Stocks wavering…Oklahoma drugmakers trial begins…Walmart hires tech veteran
NEW YORK (AP) – Investors turned cautious in afternoon trading as stocks gave back most of an early gain on Wall Street. Indexes are wavering as gains in communications and technology stocks offset losses in consumer staples, utilities and most other sectors. Financial companies are down as yields hit their lowest point in nearly two years, making loans less profitable.

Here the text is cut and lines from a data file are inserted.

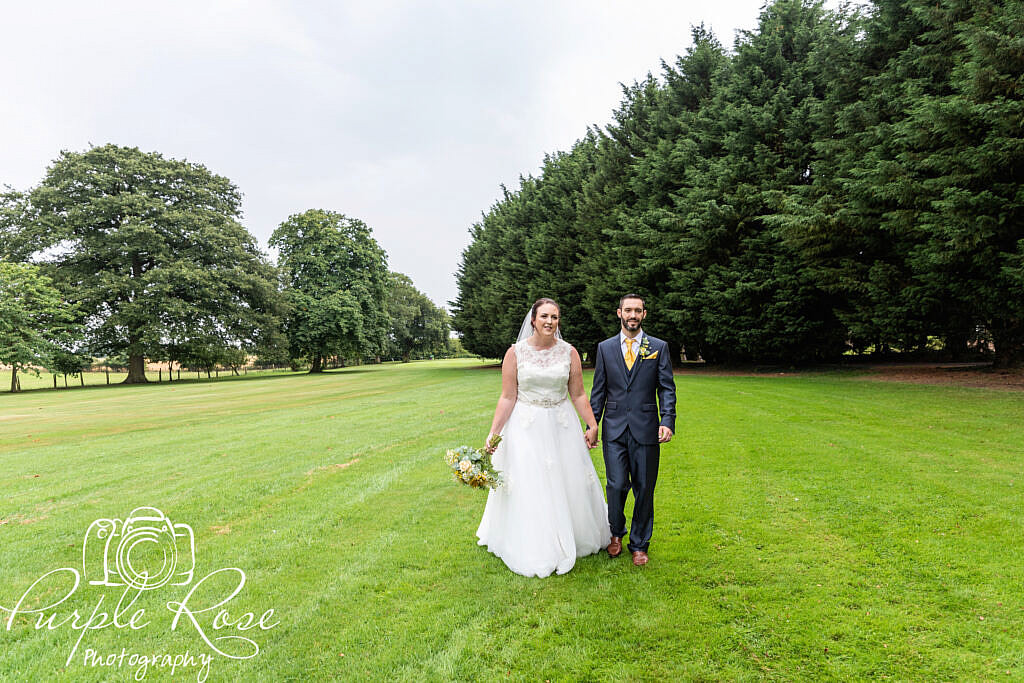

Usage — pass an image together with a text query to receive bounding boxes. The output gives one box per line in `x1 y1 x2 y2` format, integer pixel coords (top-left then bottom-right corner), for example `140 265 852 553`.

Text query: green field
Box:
0 360 1024 681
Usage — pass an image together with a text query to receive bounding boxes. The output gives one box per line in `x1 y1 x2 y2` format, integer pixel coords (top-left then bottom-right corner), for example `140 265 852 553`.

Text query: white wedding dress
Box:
476 339 611 577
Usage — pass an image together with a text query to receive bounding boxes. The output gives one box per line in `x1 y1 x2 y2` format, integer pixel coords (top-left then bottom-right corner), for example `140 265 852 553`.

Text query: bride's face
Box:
534 303 559 338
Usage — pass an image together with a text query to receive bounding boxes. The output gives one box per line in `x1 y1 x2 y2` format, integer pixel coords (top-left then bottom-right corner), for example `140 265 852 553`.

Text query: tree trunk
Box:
122 355 150 384
991 319 1024 368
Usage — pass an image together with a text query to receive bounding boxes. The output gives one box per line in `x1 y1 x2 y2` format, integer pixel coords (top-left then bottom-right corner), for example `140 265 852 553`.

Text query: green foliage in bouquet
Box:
444 435 502 488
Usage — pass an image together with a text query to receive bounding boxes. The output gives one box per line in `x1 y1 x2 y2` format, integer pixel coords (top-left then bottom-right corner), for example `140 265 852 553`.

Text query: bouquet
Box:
444 434 502 488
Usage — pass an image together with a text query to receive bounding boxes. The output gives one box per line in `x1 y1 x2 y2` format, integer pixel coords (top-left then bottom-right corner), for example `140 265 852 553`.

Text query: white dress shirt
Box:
618 329 643 360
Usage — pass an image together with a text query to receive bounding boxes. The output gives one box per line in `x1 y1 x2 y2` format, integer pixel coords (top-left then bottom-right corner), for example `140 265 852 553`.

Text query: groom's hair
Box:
618 294 647 308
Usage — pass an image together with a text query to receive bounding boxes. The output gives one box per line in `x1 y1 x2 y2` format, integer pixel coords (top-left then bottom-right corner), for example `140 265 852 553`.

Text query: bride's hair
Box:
529 297 562 326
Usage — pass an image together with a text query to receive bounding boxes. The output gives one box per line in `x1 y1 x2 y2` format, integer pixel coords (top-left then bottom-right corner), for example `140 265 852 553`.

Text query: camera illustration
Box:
82 507 196 591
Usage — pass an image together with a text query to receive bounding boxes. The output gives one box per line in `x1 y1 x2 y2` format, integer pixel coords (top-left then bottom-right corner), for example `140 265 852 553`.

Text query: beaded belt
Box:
516 396 567 408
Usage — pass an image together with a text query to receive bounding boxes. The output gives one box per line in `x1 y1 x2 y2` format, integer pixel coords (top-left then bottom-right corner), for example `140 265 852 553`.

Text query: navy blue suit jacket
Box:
590 334 676 443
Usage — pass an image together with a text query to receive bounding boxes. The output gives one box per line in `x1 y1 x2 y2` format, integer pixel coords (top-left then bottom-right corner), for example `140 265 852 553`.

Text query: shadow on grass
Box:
2 366 385 396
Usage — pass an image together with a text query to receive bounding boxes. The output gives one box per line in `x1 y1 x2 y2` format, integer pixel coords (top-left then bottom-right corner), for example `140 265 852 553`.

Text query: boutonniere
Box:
639 336 657 360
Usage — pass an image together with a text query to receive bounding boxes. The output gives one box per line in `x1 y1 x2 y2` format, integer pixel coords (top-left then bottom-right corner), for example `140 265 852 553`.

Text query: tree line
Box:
0 144 450 391
452 0 1024 365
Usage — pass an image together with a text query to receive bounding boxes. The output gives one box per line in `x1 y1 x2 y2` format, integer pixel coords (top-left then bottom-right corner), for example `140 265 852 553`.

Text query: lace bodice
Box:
515 339 572 407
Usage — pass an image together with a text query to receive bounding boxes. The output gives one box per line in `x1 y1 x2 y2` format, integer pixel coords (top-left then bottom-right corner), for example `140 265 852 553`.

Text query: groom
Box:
590 294 676 566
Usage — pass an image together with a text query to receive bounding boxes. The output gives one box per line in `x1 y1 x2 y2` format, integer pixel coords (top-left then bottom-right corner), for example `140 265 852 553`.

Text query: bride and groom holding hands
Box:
476 294 676 577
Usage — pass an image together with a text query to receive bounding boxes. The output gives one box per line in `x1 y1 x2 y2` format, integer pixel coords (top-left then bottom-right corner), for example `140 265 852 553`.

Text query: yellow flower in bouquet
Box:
444 435 502 488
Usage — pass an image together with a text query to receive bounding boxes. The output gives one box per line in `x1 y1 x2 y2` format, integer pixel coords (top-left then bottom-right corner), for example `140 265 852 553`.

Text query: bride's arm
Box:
487 346 519 453
569 347 597 444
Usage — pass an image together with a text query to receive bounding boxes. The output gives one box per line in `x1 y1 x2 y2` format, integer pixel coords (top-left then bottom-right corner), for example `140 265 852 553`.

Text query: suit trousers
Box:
603 427 660 552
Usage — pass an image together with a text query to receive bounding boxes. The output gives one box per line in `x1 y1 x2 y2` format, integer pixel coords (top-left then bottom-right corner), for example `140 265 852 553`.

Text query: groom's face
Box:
615 299 647 333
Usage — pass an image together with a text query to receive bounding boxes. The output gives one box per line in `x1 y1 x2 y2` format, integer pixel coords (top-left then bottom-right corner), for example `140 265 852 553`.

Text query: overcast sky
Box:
0 0 835 305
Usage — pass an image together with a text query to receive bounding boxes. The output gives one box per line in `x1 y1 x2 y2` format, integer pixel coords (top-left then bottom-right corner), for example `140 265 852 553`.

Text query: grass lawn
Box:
0 360 1024 681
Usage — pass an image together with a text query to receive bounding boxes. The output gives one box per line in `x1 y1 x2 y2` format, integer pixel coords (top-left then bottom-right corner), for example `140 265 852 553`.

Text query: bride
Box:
476 299 611 577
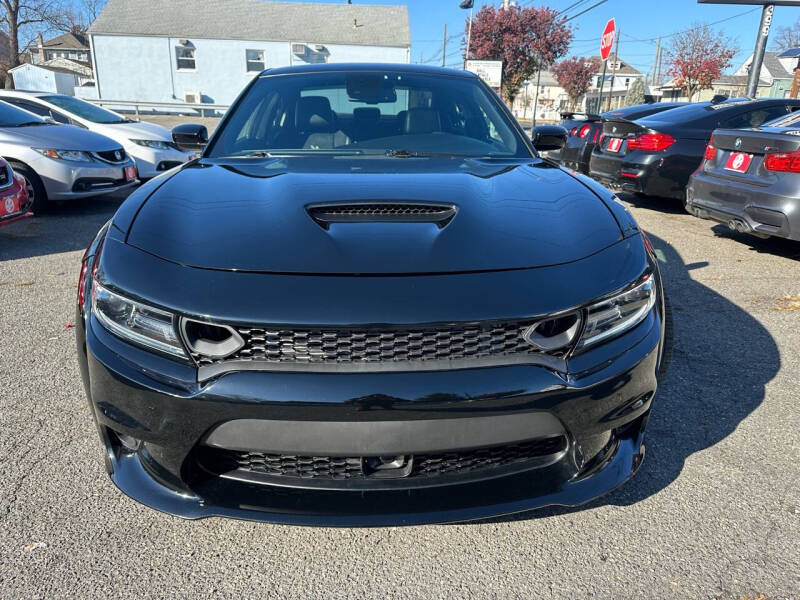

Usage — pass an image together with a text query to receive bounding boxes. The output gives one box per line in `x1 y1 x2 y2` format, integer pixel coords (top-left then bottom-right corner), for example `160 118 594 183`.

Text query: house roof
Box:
712 75 770 87
8 63 83 75
764 52 792 79
41 33 89 50
89 0 411 47
589 54 642 75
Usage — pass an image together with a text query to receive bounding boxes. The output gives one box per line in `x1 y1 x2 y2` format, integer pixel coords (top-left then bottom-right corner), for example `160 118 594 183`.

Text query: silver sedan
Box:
0 102 138 212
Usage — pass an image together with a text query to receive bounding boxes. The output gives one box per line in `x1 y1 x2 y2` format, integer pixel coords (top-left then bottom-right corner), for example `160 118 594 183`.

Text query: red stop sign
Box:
600 18 617 60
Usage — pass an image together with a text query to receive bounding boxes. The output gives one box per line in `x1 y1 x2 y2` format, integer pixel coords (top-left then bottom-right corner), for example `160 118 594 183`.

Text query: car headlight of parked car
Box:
92 280 187 358
577 273 657 349
33 148 92 162
131 139 178 150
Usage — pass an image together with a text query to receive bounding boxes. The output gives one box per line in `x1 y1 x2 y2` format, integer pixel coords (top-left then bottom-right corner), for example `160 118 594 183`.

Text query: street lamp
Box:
458 0 475 68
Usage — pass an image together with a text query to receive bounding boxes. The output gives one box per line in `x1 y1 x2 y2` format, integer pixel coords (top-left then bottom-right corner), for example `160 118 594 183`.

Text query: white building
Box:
9 58 92 96
89 0 411 104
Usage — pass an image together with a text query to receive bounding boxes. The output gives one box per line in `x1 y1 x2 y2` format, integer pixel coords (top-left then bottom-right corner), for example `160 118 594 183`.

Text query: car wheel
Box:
656 294 675 381
9 161 48 213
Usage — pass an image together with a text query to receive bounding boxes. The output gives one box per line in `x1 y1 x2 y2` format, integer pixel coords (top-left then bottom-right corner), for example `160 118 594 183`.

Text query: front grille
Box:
307 202 456 227
203 435 567 480
193 320 541 366
95 148 127 163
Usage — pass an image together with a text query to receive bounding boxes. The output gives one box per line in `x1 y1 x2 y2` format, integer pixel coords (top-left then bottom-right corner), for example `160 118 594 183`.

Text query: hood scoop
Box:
306 202 457 229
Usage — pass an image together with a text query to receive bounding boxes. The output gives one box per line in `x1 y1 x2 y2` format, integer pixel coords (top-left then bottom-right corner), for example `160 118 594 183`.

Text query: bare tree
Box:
0 0 64 88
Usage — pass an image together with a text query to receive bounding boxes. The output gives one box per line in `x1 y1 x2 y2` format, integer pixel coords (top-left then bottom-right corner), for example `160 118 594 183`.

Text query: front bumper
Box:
78 300 662 526
125 143 193 179
686 171 800 240
29 156 139 200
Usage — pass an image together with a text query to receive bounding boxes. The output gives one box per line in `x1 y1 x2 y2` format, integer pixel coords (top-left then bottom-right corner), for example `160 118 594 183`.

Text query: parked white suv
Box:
0 90 193 179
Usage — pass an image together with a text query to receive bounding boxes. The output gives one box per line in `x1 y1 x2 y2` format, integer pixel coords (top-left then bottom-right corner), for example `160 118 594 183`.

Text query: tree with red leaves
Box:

NORMAN, Okla. (AP) – The nation’s first state trial against drugmakers blamed for contributing to the opioid crisis is now underway in Oklahoma with a federal judge overseeing 1,500 consolidated lawsuits. Oklahoma’s Attorney General said powerful painkillers led to the “worst manmade public health crisis” in U.S. history. Drugmakers argue that much of the crisis is the result of illegal activity. The trial could bring to light documents and testimony that show what the companies knew, when they knew it and how they responded.
NEW YORK (AP) – Walmart has hired a tech veteran whose resume includes stints at Amazon, Microsoft and Google for a newly elevated position of chief technology officer and chief development officer. Suresh Kumar will report directly to Walmart’s CEO. The moves come as Walmart is trying to compete better with Amazon and other technology companies.
EL SEGUNDO, Calif. (AP) – Beyond Meat is opening its first production facility outside the U.S. and is partnering with a Dutch meat producer that will make Beyond Meat products starting next year at a new facility in the Netherlands. Europe is seeing a growing demand for meat alternatives, but there could be headwinds from EU regulators who are considering banning plant-based meat producers from using words like “meat” and “burger.”
BERLIN (AP) – The International Energy Agency says the premature closure of nuclear power plants and failure to build new ones could make it harder to meet global targets for cutting greenhouse gas emissions. Many environmental groups oppose nuclear power because of the risks from accidents and the disposal of spent nuclear fuel. But the IEA says there would need to be a drastic increase in wind and solar to counter the loss of 25% for advanced economies in nuclear capacity by 2025 and up to two thirds by 2040.